MSCI's broadest index of Asia-Pacific shares outside Japan gained 1.5% on Tuesday, as hopes grow for an easing of China's unprecedented regulatory crackdown on its once-freewheeling tech sector.

Abu Dhabi's benchmark index advanced 3.1%, buoyed by a 4.1% jump in the counry's largest lender First Abu Dhabi Bank, while telecoms company e& rose 3.4%.

Last week, e&, formerly known as Emirates Telecommunications Group, said it had bought a 9.8% stake in Vodafone for $4.4 billion, days after saying it was looking to expand into new markets and related areas such as financial technology.

Dubai's benchmark index gained 1.7%, with the emirate's biggest listed property firm Emaar Properties up 6.4%.

On Friday, Emaar posted a record profit of 2.24 billion dirham ($610 million) in the first quarter, as property sales surged 17%.

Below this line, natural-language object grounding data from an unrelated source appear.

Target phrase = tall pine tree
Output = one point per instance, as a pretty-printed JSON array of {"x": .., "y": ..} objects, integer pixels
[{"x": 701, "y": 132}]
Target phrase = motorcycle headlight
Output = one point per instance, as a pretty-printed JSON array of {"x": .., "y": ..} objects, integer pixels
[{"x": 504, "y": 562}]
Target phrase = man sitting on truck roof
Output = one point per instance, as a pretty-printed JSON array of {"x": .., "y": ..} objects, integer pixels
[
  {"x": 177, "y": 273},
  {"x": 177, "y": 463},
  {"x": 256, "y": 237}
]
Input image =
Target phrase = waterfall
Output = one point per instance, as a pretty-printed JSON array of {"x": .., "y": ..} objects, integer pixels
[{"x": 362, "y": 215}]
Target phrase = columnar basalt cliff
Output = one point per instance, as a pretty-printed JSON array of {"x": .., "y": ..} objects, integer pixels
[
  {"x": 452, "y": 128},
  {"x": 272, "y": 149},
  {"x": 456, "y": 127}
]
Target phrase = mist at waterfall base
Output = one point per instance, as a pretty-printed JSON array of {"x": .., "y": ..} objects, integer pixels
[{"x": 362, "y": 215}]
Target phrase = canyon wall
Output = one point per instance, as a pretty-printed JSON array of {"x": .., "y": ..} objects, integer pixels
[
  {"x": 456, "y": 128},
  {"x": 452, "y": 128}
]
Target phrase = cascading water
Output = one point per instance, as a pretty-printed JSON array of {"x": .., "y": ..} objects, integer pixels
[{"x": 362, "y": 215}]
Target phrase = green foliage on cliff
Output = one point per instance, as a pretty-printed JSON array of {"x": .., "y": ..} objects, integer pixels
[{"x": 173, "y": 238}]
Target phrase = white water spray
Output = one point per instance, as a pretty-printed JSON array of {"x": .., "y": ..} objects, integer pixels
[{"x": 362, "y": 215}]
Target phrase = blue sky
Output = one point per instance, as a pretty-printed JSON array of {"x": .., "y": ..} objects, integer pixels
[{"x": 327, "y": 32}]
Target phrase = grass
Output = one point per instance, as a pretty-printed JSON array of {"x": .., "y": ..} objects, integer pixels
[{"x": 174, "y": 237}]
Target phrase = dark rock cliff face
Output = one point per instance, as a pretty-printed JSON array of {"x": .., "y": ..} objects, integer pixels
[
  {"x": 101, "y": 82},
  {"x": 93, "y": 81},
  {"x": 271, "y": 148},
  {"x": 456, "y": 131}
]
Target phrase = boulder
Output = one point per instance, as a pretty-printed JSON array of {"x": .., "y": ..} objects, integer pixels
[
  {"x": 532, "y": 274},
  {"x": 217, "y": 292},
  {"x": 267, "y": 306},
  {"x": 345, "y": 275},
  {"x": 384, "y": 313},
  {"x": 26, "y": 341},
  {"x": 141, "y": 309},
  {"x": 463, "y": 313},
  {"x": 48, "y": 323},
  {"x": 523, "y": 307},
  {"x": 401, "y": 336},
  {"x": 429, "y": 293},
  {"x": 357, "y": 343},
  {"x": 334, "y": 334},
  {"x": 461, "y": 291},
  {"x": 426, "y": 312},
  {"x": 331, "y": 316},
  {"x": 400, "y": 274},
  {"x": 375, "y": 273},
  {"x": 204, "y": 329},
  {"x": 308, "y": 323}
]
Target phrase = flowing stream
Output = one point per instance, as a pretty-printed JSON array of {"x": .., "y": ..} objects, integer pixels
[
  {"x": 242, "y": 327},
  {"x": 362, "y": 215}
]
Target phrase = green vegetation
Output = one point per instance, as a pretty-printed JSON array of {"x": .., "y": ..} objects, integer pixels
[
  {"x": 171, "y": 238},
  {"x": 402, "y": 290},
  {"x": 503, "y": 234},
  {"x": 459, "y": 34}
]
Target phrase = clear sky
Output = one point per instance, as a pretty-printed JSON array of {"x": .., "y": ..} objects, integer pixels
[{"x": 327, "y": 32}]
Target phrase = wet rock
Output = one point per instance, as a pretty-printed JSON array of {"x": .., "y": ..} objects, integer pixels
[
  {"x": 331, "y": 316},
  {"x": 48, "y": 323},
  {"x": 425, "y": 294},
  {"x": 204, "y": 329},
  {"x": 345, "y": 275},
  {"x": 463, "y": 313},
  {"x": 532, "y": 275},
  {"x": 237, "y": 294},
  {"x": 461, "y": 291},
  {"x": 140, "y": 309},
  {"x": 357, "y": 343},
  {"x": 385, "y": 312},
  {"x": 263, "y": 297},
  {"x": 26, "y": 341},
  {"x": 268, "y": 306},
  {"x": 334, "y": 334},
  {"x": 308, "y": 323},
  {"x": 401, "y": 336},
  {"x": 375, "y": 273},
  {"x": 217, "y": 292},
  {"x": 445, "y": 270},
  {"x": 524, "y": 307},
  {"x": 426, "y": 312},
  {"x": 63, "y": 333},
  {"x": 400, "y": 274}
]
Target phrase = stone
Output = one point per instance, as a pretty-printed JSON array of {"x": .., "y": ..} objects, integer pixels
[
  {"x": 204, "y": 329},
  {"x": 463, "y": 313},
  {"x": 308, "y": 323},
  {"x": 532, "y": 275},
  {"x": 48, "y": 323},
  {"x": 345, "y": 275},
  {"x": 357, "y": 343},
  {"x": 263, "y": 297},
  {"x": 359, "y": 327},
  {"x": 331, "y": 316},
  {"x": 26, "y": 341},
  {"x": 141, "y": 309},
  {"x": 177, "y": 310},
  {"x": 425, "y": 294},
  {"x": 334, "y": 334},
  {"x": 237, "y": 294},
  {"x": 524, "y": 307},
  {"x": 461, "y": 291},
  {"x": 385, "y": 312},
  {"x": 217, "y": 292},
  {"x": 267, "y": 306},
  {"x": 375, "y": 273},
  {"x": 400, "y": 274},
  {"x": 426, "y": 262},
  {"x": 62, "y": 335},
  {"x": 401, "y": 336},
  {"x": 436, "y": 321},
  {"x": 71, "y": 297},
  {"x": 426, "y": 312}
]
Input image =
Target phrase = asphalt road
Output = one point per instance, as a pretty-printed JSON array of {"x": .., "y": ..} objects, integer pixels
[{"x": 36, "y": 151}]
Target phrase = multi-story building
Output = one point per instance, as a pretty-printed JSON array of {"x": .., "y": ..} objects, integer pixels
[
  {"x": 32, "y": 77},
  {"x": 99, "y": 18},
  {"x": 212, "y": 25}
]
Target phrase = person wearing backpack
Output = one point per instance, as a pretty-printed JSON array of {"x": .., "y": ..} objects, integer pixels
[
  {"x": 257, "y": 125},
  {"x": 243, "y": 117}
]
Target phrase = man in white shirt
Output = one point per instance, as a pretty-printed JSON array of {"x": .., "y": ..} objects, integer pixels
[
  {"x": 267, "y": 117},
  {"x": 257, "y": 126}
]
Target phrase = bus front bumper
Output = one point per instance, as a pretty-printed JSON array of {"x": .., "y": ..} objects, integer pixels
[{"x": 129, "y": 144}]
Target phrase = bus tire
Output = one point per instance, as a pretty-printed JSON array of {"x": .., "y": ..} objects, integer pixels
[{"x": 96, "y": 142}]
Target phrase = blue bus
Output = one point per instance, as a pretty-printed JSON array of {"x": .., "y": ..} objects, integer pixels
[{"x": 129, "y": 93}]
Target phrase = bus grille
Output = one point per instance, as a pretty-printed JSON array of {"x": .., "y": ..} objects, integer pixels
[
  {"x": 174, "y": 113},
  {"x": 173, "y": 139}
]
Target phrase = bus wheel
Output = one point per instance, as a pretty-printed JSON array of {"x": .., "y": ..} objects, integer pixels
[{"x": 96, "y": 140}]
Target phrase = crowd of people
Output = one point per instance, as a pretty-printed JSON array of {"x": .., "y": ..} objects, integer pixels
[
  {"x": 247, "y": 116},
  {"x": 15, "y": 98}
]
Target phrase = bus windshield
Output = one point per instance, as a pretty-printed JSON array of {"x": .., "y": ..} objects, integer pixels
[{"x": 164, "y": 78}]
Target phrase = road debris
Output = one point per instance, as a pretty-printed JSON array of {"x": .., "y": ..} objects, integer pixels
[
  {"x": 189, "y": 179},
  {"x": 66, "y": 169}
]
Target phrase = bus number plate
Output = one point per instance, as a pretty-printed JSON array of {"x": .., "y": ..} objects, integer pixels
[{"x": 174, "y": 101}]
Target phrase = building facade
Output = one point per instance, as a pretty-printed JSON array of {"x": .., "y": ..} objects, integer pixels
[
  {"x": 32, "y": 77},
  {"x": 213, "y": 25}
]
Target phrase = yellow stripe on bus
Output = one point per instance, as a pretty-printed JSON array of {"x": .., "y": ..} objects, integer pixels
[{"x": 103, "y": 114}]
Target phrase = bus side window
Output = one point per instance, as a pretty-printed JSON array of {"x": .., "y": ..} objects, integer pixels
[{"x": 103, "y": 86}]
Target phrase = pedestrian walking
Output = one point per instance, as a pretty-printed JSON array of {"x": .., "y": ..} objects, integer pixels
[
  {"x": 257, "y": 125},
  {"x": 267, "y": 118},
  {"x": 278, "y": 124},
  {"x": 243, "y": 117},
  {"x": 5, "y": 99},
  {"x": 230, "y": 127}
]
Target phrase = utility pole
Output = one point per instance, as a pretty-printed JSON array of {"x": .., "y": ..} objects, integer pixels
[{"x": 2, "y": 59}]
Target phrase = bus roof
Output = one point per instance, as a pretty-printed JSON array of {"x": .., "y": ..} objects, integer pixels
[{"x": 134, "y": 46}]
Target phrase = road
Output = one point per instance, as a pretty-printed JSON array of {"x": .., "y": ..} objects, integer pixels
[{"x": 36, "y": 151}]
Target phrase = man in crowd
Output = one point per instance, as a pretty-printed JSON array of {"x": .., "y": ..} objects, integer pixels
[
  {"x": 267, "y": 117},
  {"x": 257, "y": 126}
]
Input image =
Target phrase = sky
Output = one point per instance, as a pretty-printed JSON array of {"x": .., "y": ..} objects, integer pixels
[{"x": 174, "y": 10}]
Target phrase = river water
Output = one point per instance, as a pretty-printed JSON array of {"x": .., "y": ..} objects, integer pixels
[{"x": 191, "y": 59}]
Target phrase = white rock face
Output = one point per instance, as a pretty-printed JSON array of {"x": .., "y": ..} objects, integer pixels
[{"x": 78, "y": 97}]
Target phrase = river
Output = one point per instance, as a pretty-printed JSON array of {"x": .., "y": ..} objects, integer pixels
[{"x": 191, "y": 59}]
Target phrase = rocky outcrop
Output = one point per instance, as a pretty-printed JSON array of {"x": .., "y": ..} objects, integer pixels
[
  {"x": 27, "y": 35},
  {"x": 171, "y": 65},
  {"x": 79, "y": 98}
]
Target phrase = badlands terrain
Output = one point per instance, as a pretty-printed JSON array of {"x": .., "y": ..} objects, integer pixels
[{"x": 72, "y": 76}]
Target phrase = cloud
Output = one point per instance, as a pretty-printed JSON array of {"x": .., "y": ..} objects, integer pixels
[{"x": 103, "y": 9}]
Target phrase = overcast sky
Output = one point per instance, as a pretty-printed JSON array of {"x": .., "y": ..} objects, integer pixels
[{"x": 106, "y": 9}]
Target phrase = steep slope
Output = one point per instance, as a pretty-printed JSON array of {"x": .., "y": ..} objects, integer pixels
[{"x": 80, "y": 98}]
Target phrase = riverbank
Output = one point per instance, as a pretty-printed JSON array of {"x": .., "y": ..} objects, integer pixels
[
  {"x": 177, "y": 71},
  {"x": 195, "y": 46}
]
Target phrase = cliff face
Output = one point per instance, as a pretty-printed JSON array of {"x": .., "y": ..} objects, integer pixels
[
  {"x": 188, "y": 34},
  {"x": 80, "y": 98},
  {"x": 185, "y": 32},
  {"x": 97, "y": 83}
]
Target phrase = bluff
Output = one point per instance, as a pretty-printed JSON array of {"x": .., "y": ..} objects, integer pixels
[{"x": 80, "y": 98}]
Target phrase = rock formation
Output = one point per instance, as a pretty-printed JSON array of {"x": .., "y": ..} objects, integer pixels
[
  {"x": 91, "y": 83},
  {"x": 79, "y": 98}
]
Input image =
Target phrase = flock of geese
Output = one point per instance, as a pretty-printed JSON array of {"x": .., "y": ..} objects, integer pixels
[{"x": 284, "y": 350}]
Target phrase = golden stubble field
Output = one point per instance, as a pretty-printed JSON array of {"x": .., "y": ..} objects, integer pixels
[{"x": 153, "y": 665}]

Analysts had expected a net profit of 1.06 billion dirhams, according to Refinitiv.

The Qatari index climbed 1.5%, led by a 2.5% rise in Qatar National Bank and a 2.4% gain for telecoms firm Ooredoo.

Bucking the trend, Saudi Arabia's benchmark index fell 0.8%, extending the previous session's losses as it was hit by a 2.4% fall in oil giant Saudi Aramco.

The kingdom's crude oil exports in March fell to 7.235 million barrels per day from 7.307 million bpd in Feb, official data showed on Monday.

Oil prices, a key catalyst for the Gulf's financial markets, inched lower on Tuesday as Hungary resisted a European Union push for a ban on Russian oil imports, a move that would tighten global supply, with investors taking profits on a recent rally.